AUPE members ratify new contract with province after 'challenging' bargaining
CBC
Alberta government employees represented by the Alberta Union of Provincial Employees have ratified a new collective agreement that extends job security for permanent employees to the end of 2022 and offers small pay raises in the final 15 months of the agreement.
The agreement, ratified by 96 per cent of AUPE members who voted, will provide employees with a 1.25 per cent salary on Jan. 1, 2023, and a 1.5 per cent increase on Sept. 1, 2023. Workers could get an additional 0.5 per cent increase on the latter date depending on economic factors.
About 46 per cent of eligible workers voted on the new contract. AUPE represents 22,000 Government of Alberta employees covered by the contract.
AUPE president Guy Smith said bargaining for this collective agreement was the most challenging for the union in about 25 to 30 years.
"We've never seen so many concessions on the table at the beginning and throughout bargaining as we saw this time around," Smith said in an interview with CBC News.
"And I think forcing the employer off those concessions was really a major goal and then obviously making some gains on top of that."
Early in the negotiation, government negotiators offered public service employees a four per cent wage rollback. They also wanted concessions on pay for overtime, shift differentials and weekend premiums.

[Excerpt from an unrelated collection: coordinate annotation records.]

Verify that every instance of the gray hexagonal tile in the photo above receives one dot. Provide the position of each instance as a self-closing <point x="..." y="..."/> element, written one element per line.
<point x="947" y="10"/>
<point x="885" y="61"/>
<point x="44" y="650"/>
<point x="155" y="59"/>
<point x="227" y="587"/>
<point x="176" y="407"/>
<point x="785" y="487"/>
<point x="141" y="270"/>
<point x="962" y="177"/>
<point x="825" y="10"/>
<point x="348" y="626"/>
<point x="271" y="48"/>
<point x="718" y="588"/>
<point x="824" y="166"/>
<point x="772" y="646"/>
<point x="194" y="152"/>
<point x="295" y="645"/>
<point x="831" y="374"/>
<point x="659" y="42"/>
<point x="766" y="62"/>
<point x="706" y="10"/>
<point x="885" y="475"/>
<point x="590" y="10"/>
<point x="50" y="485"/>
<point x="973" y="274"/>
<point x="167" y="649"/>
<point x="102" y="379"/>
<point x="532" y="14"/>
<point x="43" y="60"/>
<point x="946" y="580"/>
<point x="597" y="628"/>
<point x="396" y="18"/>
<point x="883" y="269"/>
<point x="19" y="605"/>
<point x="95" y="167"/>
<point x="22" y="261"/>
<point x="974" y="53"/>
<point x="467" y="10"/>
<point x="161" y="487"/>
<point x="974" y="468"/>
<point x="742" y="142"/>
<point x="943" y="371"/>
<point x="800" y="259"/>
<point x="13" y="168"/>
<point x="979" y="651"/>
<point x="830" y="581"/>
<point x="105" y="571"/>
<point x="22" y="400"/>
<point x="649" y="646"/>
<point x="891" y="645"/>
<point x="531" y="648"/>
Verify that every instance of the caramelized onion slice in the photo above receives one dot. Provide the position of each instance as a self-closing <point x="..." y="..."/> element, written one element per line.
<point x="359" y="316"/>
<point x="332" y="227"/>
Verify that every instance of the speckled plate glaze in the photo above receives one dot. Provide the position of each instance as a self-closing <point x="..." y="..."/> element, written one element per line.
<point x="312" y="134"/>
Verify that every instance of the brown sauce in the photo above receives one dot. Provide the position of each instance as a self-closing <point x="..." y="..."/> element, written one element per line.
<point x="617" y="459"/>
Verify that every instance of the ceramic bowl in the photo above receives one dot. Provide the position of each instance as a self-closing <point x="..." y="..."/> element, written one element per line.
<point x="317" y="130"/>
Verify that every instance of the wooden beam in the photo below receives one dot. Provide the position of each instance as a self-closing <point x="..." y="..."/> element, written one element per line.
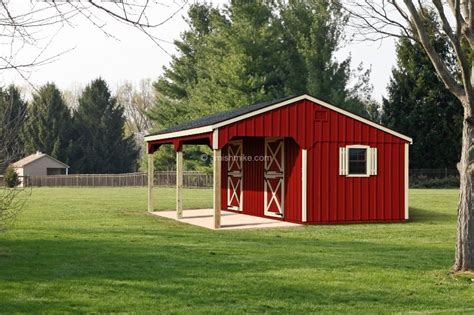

In October 2020, provincial negotiators informed the union that 930 job cuts were on the table. A mediator became involved in March after talks broke down.
Finance Minister Travis Toews said in a statement on Monday that the agreement recognizes the province's "long-term economic outlook."
"Our goal has always been to bring spending in line with other provinces, and this deal accomplishes that goal," Toews said.
"I am hopeful that other public sector unions will look to this successful process, and that bargaining will proceed constructively across the broader public sector."
Smith suspects a number of factors prompted the government to walk back its demand for concessions. AUPE members were prepared to strike, if required, and the government didn't want to face widespread labour unrest, Smith said.
"They knew we were serious," Smith said. "This government is struggling and the premier is struggling, and I think that they didn't want to engage in a fight that they may not have won."
The deal comes as the province's finances are buoyed by high world oil prices. The second-quarter financial update projects Alberta will end the fiscal year with a deficit of $5.8 billion, much lower than the $18.2 billion forecasted in the February budget.